With the partial government shutdown on the verge of becoming the longest in U.S. history, many housing advocates fear thousands of low-income Americans are at risk of being evicted. More than 1,000 government-backed housing contracts have already expired and potentially more will do so in the coming weeks.
Since the shutdown began last month, approximately 1,150 federal rental assistance contracts have not been renewed due to funding lapses at the Department of Housing and Urban Development.
These lapses impact Project-Based Rental Assistance agreements between private property owners and the federal government. These landlords are contracted to house low and very low-income residents. The property owner charges tenants modest rents and HUD kicks in subsidies to make up the difference.
While the expired contracts so far only account for about 5 percent of HUD’s project-based contracts, it is causing concern that more of the 1.2 million low income families housed in these multifamily properties will be in danger of losing homes as the shutdown lingers.
In a letter to landlords earlier this month, first reported by the Washington Post, HUD urged property owners to dip into their reserve accounts “to cover funding shortfalls” as a way to try to keep tenants in place.
The National Low Income Housing Coalition, an advocacy group, mapped the expired and soon to be expired HUD contracts to highlight the impact the shutdown is having on low income renters.
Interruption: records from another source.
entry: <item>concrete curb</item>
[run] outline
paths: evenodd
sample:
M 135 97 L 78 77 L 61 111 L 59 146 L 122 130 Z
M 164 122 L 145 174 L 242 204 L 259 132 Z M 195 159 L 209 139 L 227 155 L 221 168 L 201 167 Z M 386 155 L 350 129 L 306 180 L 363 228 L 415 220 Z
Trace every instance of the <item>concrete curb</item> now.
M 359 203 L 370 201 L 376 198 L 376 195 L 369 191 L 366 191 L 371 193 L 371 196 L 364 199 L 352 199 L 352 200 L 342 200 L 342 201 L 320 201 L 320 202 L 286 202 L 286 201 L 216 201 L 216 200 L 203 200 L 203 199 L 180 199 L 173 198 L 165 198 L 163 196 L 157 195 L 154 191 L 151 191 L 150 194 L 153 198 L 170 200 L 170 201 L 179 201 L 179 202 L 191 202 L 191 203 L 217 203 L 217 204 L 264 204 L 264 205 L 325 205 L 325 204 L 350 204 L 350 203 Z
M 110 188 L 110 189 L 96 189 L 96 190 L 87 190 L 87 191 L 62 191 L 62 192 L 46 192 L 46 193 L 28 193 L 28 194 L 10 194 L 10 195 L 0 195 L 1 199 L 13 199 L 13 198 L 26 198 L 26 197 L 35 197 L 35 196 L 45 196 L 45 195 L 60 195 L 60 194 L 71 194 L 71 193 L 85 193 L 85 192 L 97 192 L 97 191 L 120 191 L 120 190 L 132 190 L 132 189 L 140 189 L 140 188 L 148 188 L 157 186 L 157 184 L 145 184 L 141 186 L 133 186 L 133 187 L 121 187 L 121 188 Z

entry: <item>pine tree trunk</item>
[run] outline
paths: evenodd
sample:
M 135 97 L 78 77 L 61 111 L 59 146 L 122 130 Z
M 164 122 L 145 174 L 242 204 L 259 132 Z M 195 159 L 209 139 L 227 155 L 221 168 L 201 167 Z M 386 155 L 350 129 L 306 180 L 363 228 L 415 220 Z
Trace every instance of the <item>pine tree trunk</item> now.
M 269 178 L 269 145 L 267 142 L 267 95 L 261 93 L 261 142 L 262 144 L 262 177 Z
“Funding these contracts is necessary to keep about 150, 000 deeply poor, mostly seniors and people with disabilities safely and affordably housed,” said Diane Yentel, President and CEO of the National Low Income Housing Coalition.
Yentel worries that, with President Trump and Congressional Democrats at an impasse over border wall funding, the government will not reopen anytime soon. And that may force property owners to make business decisions that could adversely impact tenants.
“Eventually these owners will have to resort to either significant rent hikes or evictions of these lowest-income renters,” Yentel said.
Eric Johnson is the executive director of the Oakland Housing Authority which manages approximately 550 project-based properties on behalf of HUD.
Two properties he oversees, one in San Jose and another in Sacramento, have around 75 housing units between them. Johnson said neither of the properties received their January payments from HUD.
“So they’re functioning right now without really having any income from the program to support their efforts.” Johnson said.
He said those property owners, like many other across the country, will not be able to operate indefinitely from their reserves. He fears a prolonged shutdown is not good for the strength of the housing market overall.
“I’m more concerned about them ending up going into foreclosure and bankruptcy on these properties than I am really about them evicting residents,” Johnson said.
Mary Cunningham is the vice president for Metropolitan Housing and Communities Policy at the Urban Institute, a Washington-based think tank. She said the lapse in funding may deter other would-be tenants from entering into a contract with HUD in the future.
“I think this shutdown sends a very dangerous message to landlords, which is the government doesn’t pay its bills,” Cunningham said.
Officials said HUD always repays landlords and that the department has had “no tenant evictions as a result of an interruption in housing assistance payments.”
But these are uncharted times.
On Saturday, the shutdown becomes the longest in U.S. history. And in the coming weeks some 500 HUD more contracts expire at the end of the month. Another 550 expire by the end of February.